Prilog sa skupa u zborniku | sažetak izlaganja sa skupa | domaća recenzija

Križanac-Bengez, Ljiljana ; McSweeney, Peter A. ; Santos, Erlinda B. ; Sandmaier, Brenda M. A monoclonal antibody (MAb) to CD44 mediates the expansion of CD34^+ progenitor cells in canine long-term marrow culture (LTMC) // Periodicum Biologorum 99 (suppl. 2), 1997 Annual Meeting of the Croatian Immunological Society / Vitale, Branko ; Rabatić, Sabina (ur.). Zagreb: Hrvatsko prirodoslovno društvo, 1997. str. 11-11-x

Podaci o odgovornosti

Križanac-Bengez, Ljiljana ; McSweeney, Peter A. ; Santos, Erlinda B. ; Sandmaier, Brenda M.

engleski

A monoclonal antibody (MAb) to CD44 mediates the expansion of CD34^+ progenitor cells in canine long-term marrow culture (LTMC)

Monoclonal antibody (MAb) S5 recognizes the CD44 marker of hematopoietic cells. If infused into recipient dogs before total body irradiation and transplantation, it facilitates engraftment of MHC-mismatched marrow. To understand the mechanism of S5 action, S5 and two other anti-CD44 MAbs (IM7, H1) were investigated in vitro. None of the three MAbs affected the clonal growth of unfractionated marrow cells, however all enhanced CFU-GM production of sorted CD34^5 cells. Enhancement was abrogated by the anti-CD18 MAb, 60.3. In the long-term culture-initiating cell assay (LTC-IC), pretreatmnet of the stromal layer with S5 stimulated the CFU-GM production if the cultures were seeded with whole allogeneic bone marrow cells but not with CD34^+ sorted cells. This suggested that the effect of S5 on CFU-GM production was mediated through accessory cells influenced by the S5-pretreated stroma. That idea was supported by the observation that S5 induced a 2-10 fold increase of the number of CD14^+ cells in the adherent layer of LTMC, as compared to untreated control cultures and to the cultures treated with other anti-CD44 MAbs.

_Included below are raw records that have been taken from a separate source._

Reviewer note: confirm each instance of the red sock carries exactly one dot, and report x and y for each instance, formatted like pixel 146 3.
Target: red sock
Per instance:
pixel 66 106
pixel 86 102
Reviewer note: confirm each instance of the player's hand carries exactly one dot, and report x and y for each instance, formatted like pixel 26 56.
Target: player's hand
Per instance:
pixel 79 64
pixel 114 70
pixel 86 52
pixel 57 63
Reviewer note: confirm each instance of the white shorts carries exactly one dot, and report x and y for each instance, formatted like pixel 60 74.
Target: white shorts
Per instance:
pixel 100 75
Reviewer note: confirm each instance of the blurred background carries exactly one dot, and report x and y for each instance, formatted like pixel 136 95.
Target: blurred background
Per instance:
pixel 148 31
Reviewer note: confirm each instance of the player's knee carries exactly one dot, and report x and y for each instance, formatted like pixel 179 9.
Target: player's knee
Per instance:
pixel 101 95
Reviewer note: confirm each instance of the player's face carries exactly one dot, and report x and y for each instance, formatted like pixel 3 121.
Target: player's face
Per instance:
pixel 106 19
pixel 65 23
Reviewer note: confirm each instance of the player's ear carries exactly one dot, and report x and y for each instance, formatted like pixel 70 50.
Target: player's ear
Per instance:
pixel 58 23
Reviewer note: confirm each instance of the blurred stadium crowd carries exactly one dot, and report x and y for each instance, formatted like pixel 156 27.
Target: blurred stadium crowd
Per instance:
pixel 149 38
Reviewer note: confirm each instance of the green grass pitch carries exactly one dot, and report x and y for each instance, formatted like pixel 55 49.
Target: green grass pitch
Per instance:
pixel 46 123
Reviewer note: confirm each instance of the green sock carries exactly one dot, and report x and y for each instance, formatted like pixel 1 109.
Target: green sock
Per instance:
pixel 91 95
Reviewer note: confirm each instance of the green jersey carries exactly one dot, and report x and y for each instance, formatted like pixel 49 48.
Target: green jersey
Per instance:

S5 was the only anti-CD44 MAb that increased the production of CD34^+ cells in the adherent layer of the LTMC. That occured 1-2 weeks after the initiation of the cultures and preceded the increase in CFU-GM production in the nonadherent compartment after week 2. In addition, S5 increased the production/maturation of T (NK) cells from the 3rd week on. The development of lymphoid cells in untreated canine LTMC before that time is rather low. The stimulatory effect of S5 on the CFU-GM and the cytotoxic T (NK) cell populations was completely abrogated by anti-CD18 (b2-integrin) MAb 60.3. Therefore, the expression of adhesion molecules (CD44, VLAa4, ICAM-1, L-selectin, CD18, CD11a-c, adb2) was investigated. S5 consistently increased the production of cells expressing the b2 integrin adhesion molecule adb2 in the adherent layer of the LTMC while no change was observed in the expression of other b2 integrins. adb2 is expressed on tissue macrophages (CD14^+) and on a subset of lymphoid cells, but its function is unknown. Our data suggest that S5 enchances the engraftment of bone marrow cells in vivo by a mechanism related to the changes in the accessory cell compartment of the stromal layer resulting in an increase of CD34^+cell production. The effect is partly mediated through a CD18 (b2) pathway, possibly through adb2.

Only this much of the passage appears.